January 29, 2023
Ithaca, NY | 29°F


Commentary: Students need free public transportation

When I visited my friend who was a student at Rutgers University, we got around using the campus bus system. Knowing the charges for New York City subways, the San Francisco Caltrain and the Chicago Transit Authority, I scrambled through my wallet, trying to find a few dollars to cover the cost. While doing so, I asked my friend “How much is the bus?” She responded, “It’s free.” 

I could not believe it.

Public transportation should be free for city residents and the students attending colleges or universities in the area. Rutgers University has a bus system that is not only free but runs from 6 to 3:30 a.m. Monday through Thursday and for 24 hours a day Friday through Sunday. This allows for convenient rides to classes, restaurants, grocery stores and more. This also allows students to not feel pressured to spend money on a car and gas knowing that there is a reliable bus system to take them where they need to go. I know students on other college campuses that have expensive or unreliable public transportation systems, and they felt obligated to spend money on a car that they are still paying off post-graduation. This is something that is hard for them to do especially with an entry-level salary. 

Before I had a car on campus, I was dependent on my friends who did have cars, on Uber and Lyft drivers, and the Tompkins Consolidated Area Transit (TCAT). There are so many colleges that have free public transportation systems that run 24 hours on all seven days of the week because of college being expensive enough and putting safety first to get students back to their homes. Ithaca is a town that has many steep hills that make it especially hard for those with disabilities and those who have anxiety when it comes to public transportation. Also, a lot of people say to those who don’t have cars, “Why don’t you just walk?,” when some people cannot physically do so.

It’s hard to travel around Ithaca without a car. I remember during my first year at Ithaca College, I had a friend who was sick and desperately needed to get to a drugstore. I ordered a ride from Uber to help her get the medications that she needed, only to not find a car ride back home from either Uber or Lyft. There were no rides available and I could not find a TCAT bus. It took an hour of refreshing the Uber and Lyft applications on my phone to finally find a ride that would arrive at the drugstore in 20 minutes and take me back home. 

I understand that creating a free public transportation system will raise taxes in cities. However, I would rather have the cost of public transportation factored into the taxes that I pay, rather than paying on the spot. This can avoid the long lines for public transportation and keep people from fishing for loose change at the bottom of their backpacks for the $1.50 TCAT fee. As for college students, a bus pass for the time they are here would be helpful, too. Cornell University students can get free TCAT rides after 6 p.m. on weekdays, and anytime on Saturday and Sunday. Shouldn’t Ithaca College students get that same privilege? Students at the college sometimes feel isolated and stuck on campus, so having the same TCAT benefits as Cornell students would push them to go out after classes and on weekends without hesitation.

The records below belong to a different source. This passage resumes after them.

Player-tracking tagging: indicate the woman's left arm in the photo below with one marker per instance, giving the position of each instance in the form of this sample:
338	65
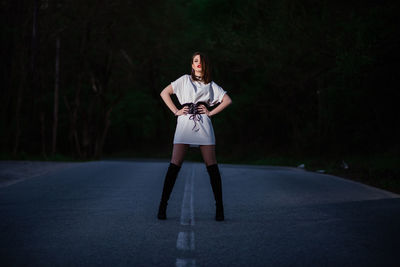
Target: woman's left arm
226	101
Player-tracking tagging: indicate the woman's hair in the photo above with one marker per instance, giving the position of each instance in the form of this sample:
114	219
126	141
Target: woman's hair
205	65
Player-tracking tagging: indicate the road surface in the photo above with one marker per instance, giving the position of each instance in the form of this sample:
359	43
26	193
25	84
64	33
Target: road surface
104	213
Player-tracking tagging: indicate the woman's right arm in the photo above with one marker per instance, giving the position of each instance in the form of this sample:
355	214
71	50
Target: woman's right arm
166	96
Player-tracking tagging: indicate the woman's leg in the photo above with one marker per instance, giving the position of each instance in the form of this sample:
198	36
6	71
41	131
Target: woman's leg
178	154
210	159
208	153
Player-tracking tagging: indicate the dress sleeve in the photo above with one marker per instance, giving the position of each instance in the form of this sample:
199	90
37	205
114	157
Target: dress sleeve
218	94
177	87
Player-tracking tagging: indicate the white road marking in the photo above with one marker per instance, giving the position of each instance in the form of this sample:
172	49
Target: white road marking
185	241
187	214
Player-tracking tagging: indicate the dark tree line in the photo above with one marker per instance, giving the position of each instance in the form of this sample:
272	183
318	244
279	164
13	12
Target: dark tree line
309	77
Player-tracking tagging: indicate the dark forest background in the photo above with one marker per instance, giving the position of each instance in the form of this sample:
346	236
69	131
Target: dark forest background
307	78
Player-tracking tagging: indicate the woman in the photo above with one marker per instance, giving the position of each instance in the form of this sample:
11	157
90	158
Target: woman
195	92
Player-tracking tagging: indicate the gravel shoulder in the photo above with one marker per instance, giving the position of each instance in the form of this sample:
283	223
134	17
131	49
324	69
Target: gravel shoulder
12	172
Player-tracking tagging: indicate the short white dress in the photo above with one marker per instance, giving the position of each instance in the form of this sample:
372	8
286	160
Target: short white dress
189	91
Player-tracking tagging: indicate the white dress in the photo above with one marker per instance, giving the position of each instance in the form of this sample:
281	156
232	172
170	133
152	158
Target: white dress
189	91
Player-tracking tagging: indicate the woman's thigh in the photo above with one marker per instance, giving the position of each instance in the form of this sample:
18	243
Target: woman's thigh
178	153
208	153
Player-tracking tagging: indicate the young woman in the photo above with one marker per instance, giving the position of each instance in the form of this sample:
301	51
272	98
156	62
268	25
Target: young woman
196	93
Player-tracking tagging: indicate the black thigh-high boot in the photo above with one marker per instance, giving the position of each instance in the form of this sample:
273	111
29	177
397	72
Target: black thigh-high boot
169	183
216	184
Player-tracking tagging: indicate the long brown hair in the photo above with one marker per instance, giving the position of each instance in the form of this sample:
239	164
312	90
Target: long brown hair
205	65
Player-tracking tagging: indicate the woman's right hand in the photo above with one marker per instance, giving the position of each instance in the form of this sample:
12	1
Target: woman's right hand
183	111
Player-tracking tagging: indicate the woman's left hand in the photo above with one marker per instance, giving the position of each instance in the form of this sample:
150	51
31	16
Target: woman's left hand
203	110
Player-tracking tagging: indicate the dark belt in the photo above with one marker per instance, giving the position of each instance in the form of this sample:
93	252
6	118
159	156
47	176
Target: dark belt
195	115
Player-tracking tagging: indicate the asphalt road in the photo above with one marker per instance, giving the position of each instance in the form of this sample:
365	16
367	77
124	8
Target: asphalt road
104	214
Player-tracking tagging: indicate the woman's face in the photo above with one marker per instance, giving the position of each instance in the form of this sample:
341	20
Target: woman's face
196	65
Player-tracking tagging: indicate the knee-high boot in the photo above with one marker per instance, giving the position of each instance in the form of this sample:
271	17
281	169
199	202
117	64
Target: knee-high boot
216	184
169	183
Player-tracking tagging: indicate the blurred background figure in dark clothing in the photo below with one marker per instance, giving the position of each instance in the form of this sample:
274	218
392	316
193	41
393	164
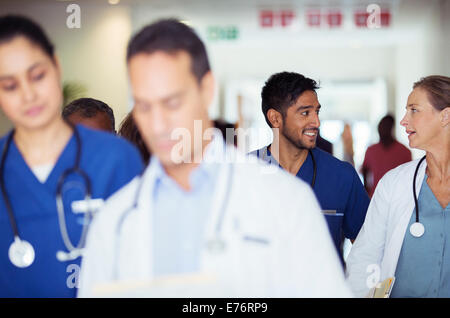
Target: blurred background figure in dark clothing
129	131
91	113
383	156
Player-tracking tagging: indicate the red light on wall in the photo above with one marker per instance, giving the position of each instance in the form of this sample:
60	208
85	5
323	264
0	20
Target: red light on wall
287	17
334	19
313	18
361	19
385	17
266	19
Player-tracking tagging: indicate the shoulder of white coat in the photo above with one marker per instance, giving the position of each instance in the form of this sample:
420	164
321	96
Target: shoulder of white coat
265	177
116	205
397	173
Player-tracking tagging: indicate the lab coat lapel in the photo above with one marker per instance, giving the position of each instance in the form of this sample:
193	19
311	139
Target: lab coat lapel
400	226
136	233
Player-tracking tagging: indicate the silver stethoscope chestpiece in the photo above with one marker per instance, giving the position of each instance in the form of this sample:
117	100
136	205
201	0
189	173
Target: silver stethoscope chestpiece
417	229
21	253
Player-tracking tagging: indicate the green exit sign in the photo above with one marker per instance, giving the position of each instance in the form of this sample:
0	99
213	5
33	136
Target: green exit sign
223	33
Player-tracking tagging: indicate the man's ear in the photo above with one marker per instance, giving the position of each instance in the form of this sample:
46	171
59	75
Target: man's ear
445	116
274	118
207	86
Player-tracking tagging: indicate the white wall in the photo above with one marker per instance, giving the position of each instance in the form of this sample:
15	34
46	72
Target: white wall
416	44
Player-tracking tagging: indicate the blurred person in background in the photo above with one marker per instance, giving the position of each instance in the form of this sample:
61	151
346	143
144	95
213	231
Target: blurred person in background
91	113
291	108
383	156
129	131
204	208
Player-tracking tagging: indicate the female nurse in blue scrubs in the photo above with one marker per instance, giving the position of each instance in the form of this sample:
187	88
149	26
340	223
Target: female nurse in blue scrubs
52	175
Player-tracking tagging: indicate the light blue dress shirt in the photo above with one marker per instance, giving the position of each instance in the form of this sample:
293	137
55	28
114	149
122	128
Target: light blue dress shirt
180	216
423	268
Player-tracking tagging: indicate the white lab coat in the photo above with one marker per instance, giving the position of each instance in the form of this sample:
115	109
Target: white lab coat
377	247
299	261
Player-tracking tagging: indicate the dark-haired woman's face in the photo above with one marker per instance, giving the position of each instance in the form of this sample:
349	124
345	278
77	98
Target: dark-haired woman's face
30	88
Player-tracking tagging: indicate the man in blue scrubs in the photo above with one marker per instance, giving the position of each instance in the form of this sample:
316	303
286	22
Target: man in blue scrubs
291	108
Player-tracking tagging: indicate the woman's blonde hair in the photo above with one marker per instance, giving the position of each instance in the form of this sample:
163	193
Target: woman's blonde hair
438	90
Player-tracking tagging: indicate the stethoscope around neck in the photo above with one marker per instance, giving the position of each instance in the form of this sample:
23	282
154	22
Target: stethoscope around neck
417	229
21	253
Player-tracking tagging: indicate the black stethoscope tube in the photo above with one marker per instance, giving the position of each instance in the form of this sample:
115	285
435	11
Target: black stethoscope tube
414	188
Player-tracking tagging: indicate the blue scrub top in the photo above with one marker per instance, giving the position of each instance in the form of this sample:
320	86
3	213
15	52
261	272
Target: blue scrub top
109	161
423	268
338	189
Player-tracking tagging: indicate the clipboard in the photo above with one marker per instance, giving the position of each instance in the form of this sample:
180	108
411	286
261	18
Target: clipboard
383	289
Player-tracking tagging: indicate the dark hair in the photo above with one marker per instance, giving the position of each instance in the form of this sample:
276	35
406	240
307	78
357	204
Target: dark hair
89	107
438	90
129	131
281	90
171	36
12	26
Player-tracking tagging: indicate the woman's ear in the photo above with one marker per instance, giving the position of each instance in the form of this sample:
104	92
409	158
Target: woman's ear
207	86
57	65
274	118
445	116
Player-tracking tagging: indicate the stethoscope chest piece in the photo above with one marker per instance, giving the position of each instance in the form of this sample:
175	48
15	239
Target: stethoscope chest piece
21	253
417	229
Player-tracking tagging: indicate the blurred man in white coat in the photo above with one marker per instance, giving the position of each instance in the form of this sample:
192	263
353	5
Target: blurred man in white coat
201	207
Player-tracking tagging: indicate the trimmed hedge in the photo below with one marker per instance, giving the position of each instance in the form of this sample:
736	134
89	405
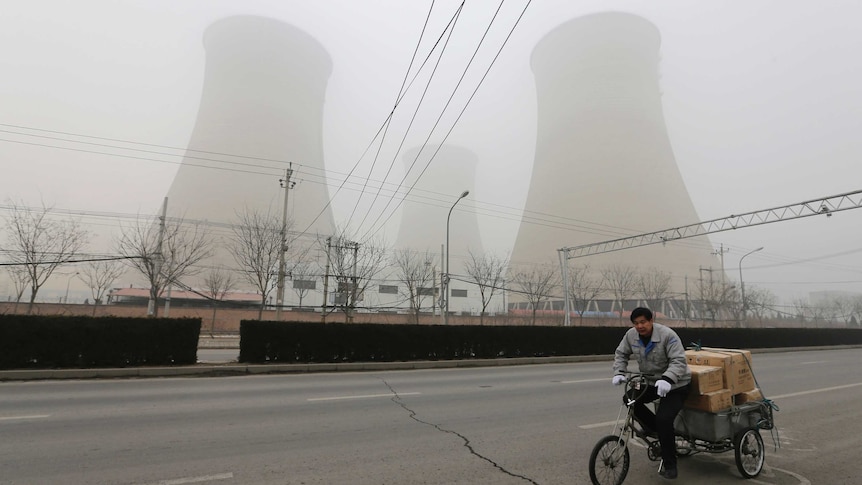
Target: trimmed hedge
32	341
337	342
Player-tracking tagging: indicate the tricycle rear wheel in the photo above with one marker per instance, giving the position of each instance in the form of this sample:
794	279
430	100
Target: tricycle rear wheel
749	451
609	461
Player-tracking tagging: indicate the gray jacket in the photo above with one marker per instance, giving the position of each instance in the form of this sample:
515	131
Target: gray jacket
664	355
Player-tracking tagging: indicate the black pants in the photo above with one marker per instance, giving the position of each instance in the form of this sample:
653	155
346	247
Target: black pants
662	421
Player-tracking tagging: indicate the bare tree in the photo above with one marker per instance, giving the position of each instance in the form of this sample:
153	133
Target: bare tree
808	311
654	287
856	319
415	272
183	246
217	284
353	266
717	297
41	244
583	289
19	278
99	276
760	303
621	280
304	276
536	283
255	247
486	270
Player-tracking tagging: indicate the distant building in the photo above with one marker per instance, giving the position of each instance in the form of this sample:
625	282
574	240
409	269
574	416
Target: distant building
182	298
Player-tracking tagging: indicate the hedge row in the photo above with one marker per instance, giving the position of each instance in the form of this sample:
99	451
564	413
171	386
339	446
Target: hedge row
336	342
82	342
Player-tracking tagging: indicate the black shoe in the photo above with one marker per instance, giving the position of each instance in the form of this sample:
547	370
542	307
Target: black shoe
669	473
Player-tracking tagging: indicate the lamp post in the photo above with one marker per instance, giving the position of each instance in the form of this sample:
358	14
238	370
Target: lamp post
68	282
742	284
446	278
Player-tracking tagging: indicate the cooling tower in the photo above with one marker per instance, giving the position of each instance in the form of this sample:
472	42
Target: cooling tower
262	98
602	148
423	215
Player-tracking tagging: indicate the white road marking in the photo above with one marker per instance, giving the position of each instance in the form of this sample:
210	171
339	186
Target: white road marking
365	396
597	425
584	380
33	416
200	479
771	398
815	391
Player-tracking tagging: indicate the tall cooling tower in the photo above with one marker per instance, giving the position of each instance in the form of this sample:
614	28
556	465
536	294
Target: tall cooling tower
602	149
423	216
262	97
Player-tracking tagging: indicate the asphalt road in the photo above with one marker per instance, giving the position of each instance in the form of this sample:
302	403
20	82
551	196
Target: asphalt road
504	425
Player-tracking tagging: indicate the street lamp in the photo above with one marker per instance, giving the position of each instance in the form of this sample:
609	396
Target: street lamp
446	277
68	282
742	283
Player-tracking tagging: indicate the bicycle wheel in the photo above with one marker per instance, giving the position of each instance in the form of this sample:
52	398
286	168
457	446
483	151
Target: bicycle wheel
609	461
749	451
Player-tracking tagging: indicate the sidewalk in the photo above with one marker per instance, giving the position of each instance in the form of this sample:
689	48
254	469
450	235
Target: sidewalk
218	370
230	369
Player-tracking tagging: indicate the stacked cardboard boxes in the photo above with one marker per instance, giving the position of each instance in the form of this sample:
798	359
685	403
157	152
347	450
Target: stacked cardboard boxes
736	379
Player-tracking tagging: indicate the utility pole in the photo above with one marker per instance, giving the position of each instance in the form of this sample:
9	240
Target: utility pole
326	280
564	264
443	295
720	252
352	306
687	306
157	270
279	298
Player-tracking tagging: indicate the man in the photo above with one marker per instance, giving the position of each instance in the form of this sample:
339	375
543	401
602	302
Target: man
659	352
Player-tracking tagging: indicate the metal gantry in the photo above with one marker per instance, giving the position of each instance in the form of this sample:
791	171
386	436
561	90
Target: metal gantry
814	207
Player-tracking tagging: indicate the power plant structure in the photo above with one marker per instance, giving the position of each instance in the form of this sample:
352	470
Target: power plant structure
424	212
603	153
261	113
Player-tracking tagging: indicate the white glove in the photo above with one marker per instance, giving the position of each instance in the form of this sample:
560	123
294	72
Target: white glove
662	387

There are many benefits to having free public transportation. One bus can replace approximately 40 cars on the road. Global warming is a huge issue today, and it is especially caused by the amount of greenhouse gases that are released into the atmosphere. Having public transportation that is free can help eliminate this. Free public transportation can also help cut the costs of buying a car and paying for gas. At the same time, free public transportation that runs at all hours avoids the uncertainty of finding a ride through an app and allows students to feel safe knowing there is a reliable public transportation service running in the area.